Dans une des plus grandes études jusqu'à présent pour employer le metabolomics, l'étude des composés qui sont produits par des réactions chimiques variées dans le fuselage, chercheurs ont pu recenser les composés de diffusion neufs associés avec le risque de démence et maladie d'Alzheimer se développantes (AD).

Les découvertes, qui apparaissent dans le tourillon Alzheimer et la démence, remarque aux voies biologiques neuves qui peuvent être impliquées dans l'AD et pourraient servir de biomarqueurs au risque de la maladie.

L'AD est la forme la plus courante de la démence responsable d'une détérioration lente et graduelle de mémoire et mène à la faiblesse et à la dépendance dans les personnes âgées. En dépit de l'effort de recherche actuel et de la connaissance améliorée au sujet de la maladie, il n'y a actuel mesure préventive pas efficace ou traitement curatif pour l'AD, qui pourrait avoir comme conséquence une crise de santé publique donnée le vieillissement des populations continu mondiales.

Utilisant des caractéristiques du coeur de Framingham étudiez (FHS), des chercheurs de l'École de Médecine d'université de Boston (BUSM), avez observé une association particulièrement entre les niveaux de l'acide anthranillic mesurés dans le plasma et un plus gros risque de développer la démence et AD après 10 ans de revue.

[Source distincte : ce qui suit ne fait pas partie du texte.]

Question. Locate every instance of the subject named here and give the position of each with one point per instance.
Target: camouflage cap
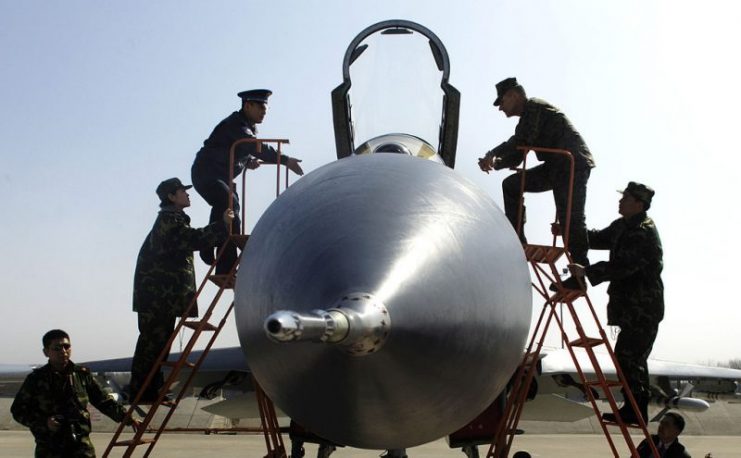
(255, 95)
(639, 191)
(504, 86)
(170, 186)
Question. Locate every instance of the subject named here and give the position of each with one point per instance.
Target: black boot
(570, 283)
(207, 256)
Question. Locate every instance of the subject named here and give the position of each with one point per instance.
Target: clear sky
(100, 101)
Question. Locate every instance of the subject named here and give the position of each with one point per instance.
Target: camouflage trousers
(632, 349)
(82, 448)
(155, 330)
(543, 178)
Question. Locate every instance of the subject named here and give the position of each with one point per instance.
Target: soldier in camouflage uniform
(541, 124)
(210, 172)
(164, 280)
(53, 402)
(636, 291)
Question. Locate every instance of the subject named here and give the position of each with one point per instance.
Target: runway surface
(20, 444)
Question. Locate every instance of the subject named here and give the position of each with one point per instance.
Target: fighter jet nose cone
(397, 300)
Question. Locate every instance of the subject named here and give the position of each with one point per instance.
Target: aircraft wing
(677, 385)
(223, 371)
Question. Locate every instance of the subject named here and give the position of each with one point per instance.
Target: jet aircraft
(386, 286)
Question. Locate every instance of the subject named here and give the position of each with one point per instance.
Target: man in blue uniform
(210, 172)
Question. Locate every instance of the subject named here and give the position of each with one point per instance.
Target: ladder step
(175, 363)
(127, 443)
(239, 239)
(543, 254)
(195, 324)
(608, 383)
(567, 295)
(223, 281)
(587, 342)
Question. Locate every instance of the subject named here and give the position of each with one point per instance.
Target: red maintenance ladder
(200, 327)
(542, 259)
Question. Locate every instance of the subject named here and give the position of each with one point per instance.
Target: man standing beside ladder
(164, 280)
(636, 291)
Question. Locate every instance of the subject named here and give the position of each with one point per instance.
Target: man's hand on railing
(228, 217)
(253, 163)
(294, 166)
(489, 163)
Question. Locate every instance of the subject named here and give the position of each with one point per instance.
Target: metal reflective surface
(430, 247)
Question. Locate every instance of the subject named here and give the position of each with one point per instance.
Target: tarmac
(20, 444)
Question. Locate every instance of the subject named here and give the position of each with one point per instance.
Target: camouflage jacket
(542, 124)
(213, 158)
(633, 270)
(46, 393)
(164, 280)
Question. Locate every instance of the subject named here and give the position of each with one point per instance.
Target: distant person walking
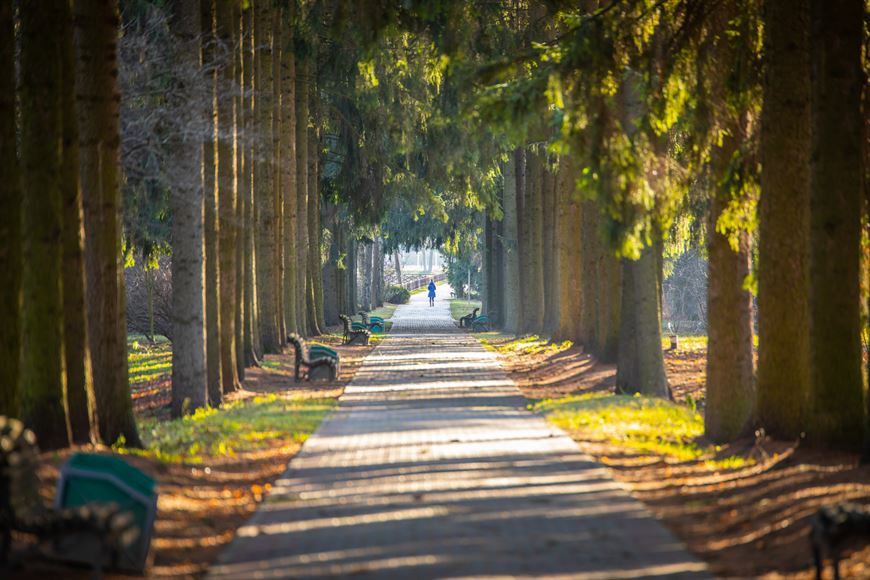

Bien que les chercheurs soient prudents au sujet de leurs résultats, ils recensent plusieurs découvertes qu'ils trouvent la promesse. Le « premier acide anthranilique est produit pendant la dégradation du tryptophane, un acide aminé essentiel. Intéressant, d'autres composés produits par les mêmes réactions ont été rapportés en tant que protecteur ou délétère pour des neurones et ont pu constituer les objectifs précieux de médicament. En second lieu, cette borne potentielle pourrait également être employée pour recenser des groupes de personnes à un plus gros risque de développer la démence, qui pourrait améliorer le rendement des tests cliniques et à l'avenir, trouvent les personnes qui bénéficieraient les la plupart d'une demande de règlement préventive, » l'auteur Sudha Co-correspondant expliqué Seshadri, DM, professeur de la neurologie chercheur de BUSM et de FHS à sénior.

D'un point de vue méthodologique, cette étude est une de la première pour employer une cohorte estimative telle que le FHS pour rechercher des composés associés avec le risque d'AD se développante et démence. « Car l'inducteur de l'épidémiologie d'AD commence seulement à intégrer l'approche de metabolomics, il est susceptible que les collaborations et les méthodes novatrices fructueuses d'analyser ces caractéristiques suivront, » a dit Vincent Co-correspondant Chouraki auteur, DM, PhD, ancien chargé de recherches de BUSM et maintenant professeur adjoint en épidémiologie à l'École de Médecine d'université de Lille en France.